Wildfires all over the world. 

Oceans full of plastic, acidify. 

Record-hottest years, year after year. 

Our home is on fire. 

Literally - and socially. 

And yet, 

Through all this, 

I have little babies. 

Two bright-eyed, beautiful souls that look at me, hopeful, full of curiosity about this world they’ve been born into. 

How do I tell them that the world is at the edge of collapse? 

How do I tell them how my generation, their grandparent’s generation, and the ones before have failed them?

That we failed to make a safe, sustainable home for them to thrive in? 

That their world is burning and no one knows what to do about it (or that they’re too lazy to take action). 

And me? 

I alternate between helpless grief, indignant rage, frenzied action, and some kind of spiritually bypassed acceptance of it all. 

When everything is burning, who do you become? 

The firefighter trying to put out the flames? 

The care worker comforting the newly homeless? 

The arsonist burning it down faster? 

The neighbor that turns away and watches TV?

Who do you become here?

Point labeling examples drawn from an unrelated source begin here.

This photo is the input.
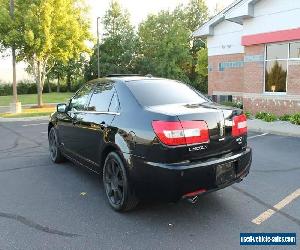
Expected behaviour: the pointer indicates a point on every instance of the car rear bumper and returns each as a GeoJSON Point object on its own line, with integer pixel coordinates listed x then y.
{"type": "Point", "coordinates": [174, 181]}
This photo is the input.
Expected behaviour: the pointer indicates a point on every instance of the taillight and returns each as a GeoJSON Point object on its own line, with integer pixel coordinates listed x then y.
{"type": "Point", "coordinates": [239, 125]}
{"type": "Point", "coordinates": [181, 133]}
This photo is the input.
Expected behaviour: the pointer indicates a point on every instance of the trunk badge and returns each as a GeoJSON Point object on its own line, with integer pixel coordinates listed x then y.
{"type": "Point", "coordinates": [221, 130]}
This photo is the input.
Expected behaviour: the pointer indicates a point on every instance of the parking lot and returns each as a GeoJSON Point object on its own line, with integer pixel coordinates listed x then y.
{"type": "Point", "coordinates": [47, 206]}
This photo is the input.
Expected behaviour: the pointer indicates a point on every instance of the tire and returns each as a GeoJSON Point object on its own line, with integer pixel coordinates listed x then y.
{"type": "Point", "coordinates": [55, 153]}
{"type": "Point", "coordinates": [118, 189]}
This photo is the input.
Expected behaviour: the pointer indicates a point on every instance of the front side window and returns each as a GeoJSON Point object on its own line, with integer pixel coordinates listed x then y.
{"type": "Point", "coordinates": [101, 98]}
{"type": "Point", "coordinates": [79, 101]}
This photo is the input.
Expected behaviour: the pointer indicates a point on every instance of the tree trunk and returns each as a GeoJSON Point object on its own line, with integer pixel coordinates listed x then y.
{"type": "Point", "coordinates": [69, 82]}
{"type": "Point", "coordinates": [15, 95]}
{"type": "Point", "coordinates": [58, 83]}
{"type": "Point", "coordinates": [49, 85]}
{"type": "Point", "coordinates": [40, 84]}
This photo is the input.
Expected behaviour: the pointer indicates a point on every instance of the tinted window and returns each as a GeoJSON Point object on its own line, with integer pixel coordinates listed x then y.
{"type": "Point", "coordinates": [101, 97]}
{"type": "Point", "coordinates": [114, 103]}
{"type": "Point", "coordinates": [160, 92]}
{"type": "Point", "coordinates": [79, 101]}
{"type": "Point", "coordinates": [295, 50]}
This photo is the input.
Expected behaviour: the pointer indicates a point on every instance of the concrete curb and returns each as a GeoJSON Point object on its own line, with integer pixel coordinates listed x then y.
{"type": "Point", "coordinates": [277, 127]}
{"type": "Point", "coordinates": [25, 119]}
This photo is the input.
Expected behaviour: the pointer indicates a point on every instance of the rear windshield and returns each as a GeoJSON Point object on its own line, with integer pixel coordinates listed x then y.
{"type": "Point", "coordinates": [161, 92]}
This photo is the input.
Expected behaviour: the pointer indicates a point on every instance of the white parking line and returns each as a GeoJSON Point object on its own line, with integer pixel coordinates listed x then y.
{"type": "Point", "coordinates": [267, 214]}
{"type": "Point", "coordinates": [34, 124]}
{"type": "Point", "coordinates": [254, 136]}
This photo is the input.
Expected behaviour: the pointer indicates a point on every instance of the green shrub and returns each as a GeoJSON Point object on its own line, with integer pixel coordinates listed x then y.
{"type": "Point", "coordinates": [285, 117]}
{"type": "Point", "coordinates": [233, 104]}
{"type": "Point", "coordinates": [265, 116]}
{"type": "Point", "coordinates": [295, 119]}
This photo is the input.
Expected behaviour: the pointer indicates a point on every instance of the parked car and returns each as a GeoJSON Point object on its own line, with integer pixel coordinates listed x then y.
{"type": "Point", "coordinates": [150, 137]}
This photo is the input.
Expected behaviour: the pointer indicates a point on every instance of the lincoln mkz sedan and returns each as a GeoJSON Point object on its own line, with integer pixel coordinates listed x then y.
{"type": "Point", "coordinates": [150, 137]}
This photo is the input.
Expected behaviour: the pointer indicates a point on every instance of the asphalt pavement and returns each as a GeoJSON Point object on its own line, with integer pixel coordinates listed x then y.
{"type": "Point", "coordinates": [49, 206]}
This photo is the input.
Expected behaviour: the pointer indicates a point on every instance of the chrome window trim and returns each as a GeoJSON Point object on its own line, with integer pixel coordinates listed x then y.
{"type": "Point", "coordinates": [94, 112]}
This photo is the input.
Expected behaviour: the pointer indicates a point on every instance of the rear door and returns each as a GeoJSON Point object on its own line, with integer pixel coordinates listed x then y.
{"type": "Point", "coordinates": [95, 123]}
{"type": "Point", "coordinates": [68, 129]}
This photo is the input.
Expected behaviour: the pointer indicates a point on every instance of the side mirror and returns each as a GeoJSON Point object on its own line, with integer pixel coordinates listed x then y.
{"type": "Point", "coordinates": [61, 107]}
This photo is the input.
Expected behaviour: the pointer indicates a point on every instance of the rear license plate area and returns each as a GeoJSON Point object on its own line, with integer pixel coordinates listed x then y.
{"type": "Point", "coordinates": [225, 173]}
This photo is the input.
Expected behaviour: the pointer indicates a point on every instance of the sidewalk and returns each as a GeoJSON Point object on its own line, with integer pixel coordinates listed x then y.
{"type": "Point", "coordinates": [277, 127]}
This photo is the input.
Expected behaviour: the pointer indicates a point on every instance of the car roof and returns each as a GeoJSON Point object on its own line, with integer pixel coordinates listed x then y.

Who do I become? 

There is so much more I could be doing here. 

I know - I could go meat-less, compost more, travel less, protest more, donate more, move my money… 

There is more I can do. 

More, more, more. 

Change, change. 

But sometimes, I feel frozen. 

Like swimming upstream with no energy. 

Every small thing - like a grocery store trip - feel full of possible eco-activism - or I can check out. 

And I get paralyzed.

Here is what I do know

I want to seed what we can become. 

To envision humanity’s greatest potential, 

And to help create it. 

I see a world…

Where my kids grow their own fruits and veggies, 

Where they run in the trees all day, 

Where they listen to the stream, talk to the rocks, 

And know they are woven into a web all around. 

A sanctuary where I know my neighbors, 

And we help each other, in little and small ways. 

Where we’re brave enough to care about each other, 

Even as our world burns around us. 

A vision where we take only what we need, 

And regenerate the soil and clean the rivers, 

Where we protect the vulnerable and tend to the sick, 

Where our love is never too much - it’s just right. 

So I parent on the precipice.

I walk the tightrope line between grief and despair, 

Finding a tender gold thread of hope. 

Because when my heart is tied into the next generation, 

Woven into my kids and my grandkids and so on, 

Despair is not an option, 

And heartbroken hope is my only way forward.